"Lo sguardo inquieto. Rovereto 1914-1918"

Un "diario" tra fotografie e opere d'arte a Palazzo Alberti Poja ricostruisce l'atmosfera della città di Rovereto negli anni della Grande Guerra.

treno dei feriti [ Museo civico Rovereto]

Allestita a Palazzo Alberti-Poja, la mostra Lo sguardo inquieto. Rovereto 1914-18  racconta la storia della città di Rovereto e dei suoi protagonisti, prima e durante la Grande Guerra, attraverso fotografie, opere d’arte e manufatti, alcuni inediti, provenienti dalle collezioni civiche della Fondazione Museo civico di Rovereto, del Museo storico italiano della Grande Guerra e da collezioni private.

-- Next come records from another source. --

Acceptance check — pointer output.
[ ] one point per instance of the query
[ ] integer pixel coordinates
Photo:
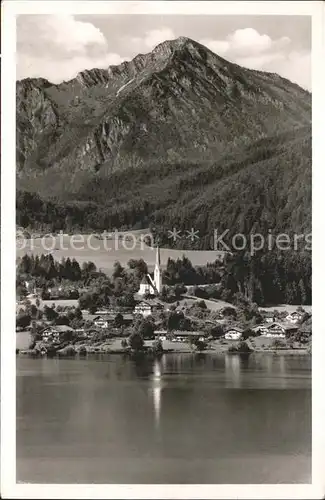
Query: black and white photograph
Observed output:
(163, 245)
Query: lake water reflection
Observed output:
(183, 419)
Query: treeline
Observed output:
(182, 271)
(44, 266)
(275, 277)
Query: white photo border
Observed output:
(9, 488)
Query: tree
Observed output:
(118, 270)
(23, 320)
(145, 328)
(215, 331)
(174, 319)
(50, 313)
(136, 341)
(119, 320)
(157, 347)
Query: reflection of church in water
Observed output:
(149, 285)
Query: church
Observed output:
(149, 286)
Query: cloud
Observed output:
(58, 47)
(254, 50)
(151, 39)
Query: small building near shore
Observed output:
(54, 333)
(279, 330)
(143, 308)
(233, 333)
(187, 336)
(295, 317)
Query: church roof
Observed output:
(145, 280)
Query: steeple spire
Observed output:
(157, 256)
(157, 272)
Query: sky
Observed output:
(57, 47)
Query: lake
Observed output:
(184, 419)
(104, 253)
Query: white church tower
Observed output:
(157, 272)
(152, 286)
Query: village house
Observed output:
(186, 336)
(143, 308)
(53, 333)
(106, 320)
(279, 330)
(161, 334)
(233, 333)
(295, 317)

Puntando sul carattere interdisciplinare e trasversale, la mostra ricostruisce le atmosfere della città negli anni della Prima guerra mondiale in una sorta di diario realizzato con fotografie documentarie, oggetti, uniformi, ma anche opere d’arte di Carlo Fait, Roberto Marcello Iras Baldessari, Giorgio Wenter Marini, Luciano Baldessari, Giovanni Tiella, Piero Coelli, Carlo Cainelli, Gustavo Borzaga, Luigi Bonazza, Francesco Trentini, Fortunato Depero, Ferdinan Kruis, Hans Lietzmann, Oddone Tomasi, Giuseppe Balata, Gino Barbieri e Mario Sironi.

Il percorso si apre con il busto di Clementino Vannetti (1754-1795) per il monumento inaugurato nel 1908, opera giovanile di Carlo Fait e si sviluppa poi con una ricca documentazione fotografica di Rovereto alla vigilia della Grande Guerra, quando era un importante centro economico e culturale, con 12.000 abitanti, più di 900 case, caserme, ospedale, 70 industrie, alberghi e locali di divertimento, 9 scuole, banche, il Museo civico, la Biblioteca, l’Accademia degli Agiati e la Camera del Commercio.

Le fotografie, insieme alle belle uniformi, bandiere, armi, insegne bilingue, ci restituiscono l’immagine dell’apparato burocratico asburgico e l’atmosfera della società del tempo.

Inoltre gli abbozzi scolastici dei giovani allievi della Scuola reale elisabettina (che poi diventeranno noti artisti e architetti: Giovanni Tiella, Luciano Baldessari, Fortunato Depero, Umberto Maganzini, Carlo Cainelli e Giorgio Wenter), eseguiti prima della guerra, riflettono uno sguardo sereno, teso a rappresentare scorci della città e della natura.

Alla vigilia della Grande Guerra si attuò la diaspora. Dov’erano durante la guerra quei giovani roveretani? Cosa facevano? La mostra si sofferma proprio ad indagare l’operato di alcuni studenti usciti dalla Scuola reale elisabettina.

Carlo Cainelli, trasferitosi a Firenze per studiare all’Accademia, realizzò nel periodo della guerra alcune opere, esposte per la prima volta, che testimoniano uno sguardo inquieto e cupo, attraverso uno stile, affine a quello di Depero, che risente delle ricerche delle avanguardie. Uno sguardo inquieto, ma anche malinconico, quasi presago del terribile evento e della fine di un’epoca.

Allo scoppio della guerra tutti i roveretani lasciarono le proprie case, chi arruolato nell’esercito austriaco, chi volontario sul fronte italiano, chi trasferito nei campi profughi a Branau e Mittendorf, mentre a Katzenau erano confinati gli irredentisti.

Il percorso espositivo si configura sempre più come uno sguardo ravvicinato sulle testimonianze di chi vide la guerra da spettatore, di chi invece la visse, di chi morì al fronte, di chi documentò, di chi fu prigioniero, di chi s’impegnò per l’affermazione di ideali patriottici. Nei dipinti, nelle stampe propagandistiche, nelle fotografie, negli oggetti riaffiora così un universo costituito di ideali, di impegno, di patriottismo, di speranza, di dolore, di desolazione, di morte, ma anche di affermazione della cultura e dell’arte come strumenti di documentazione, di progettazione, di vita.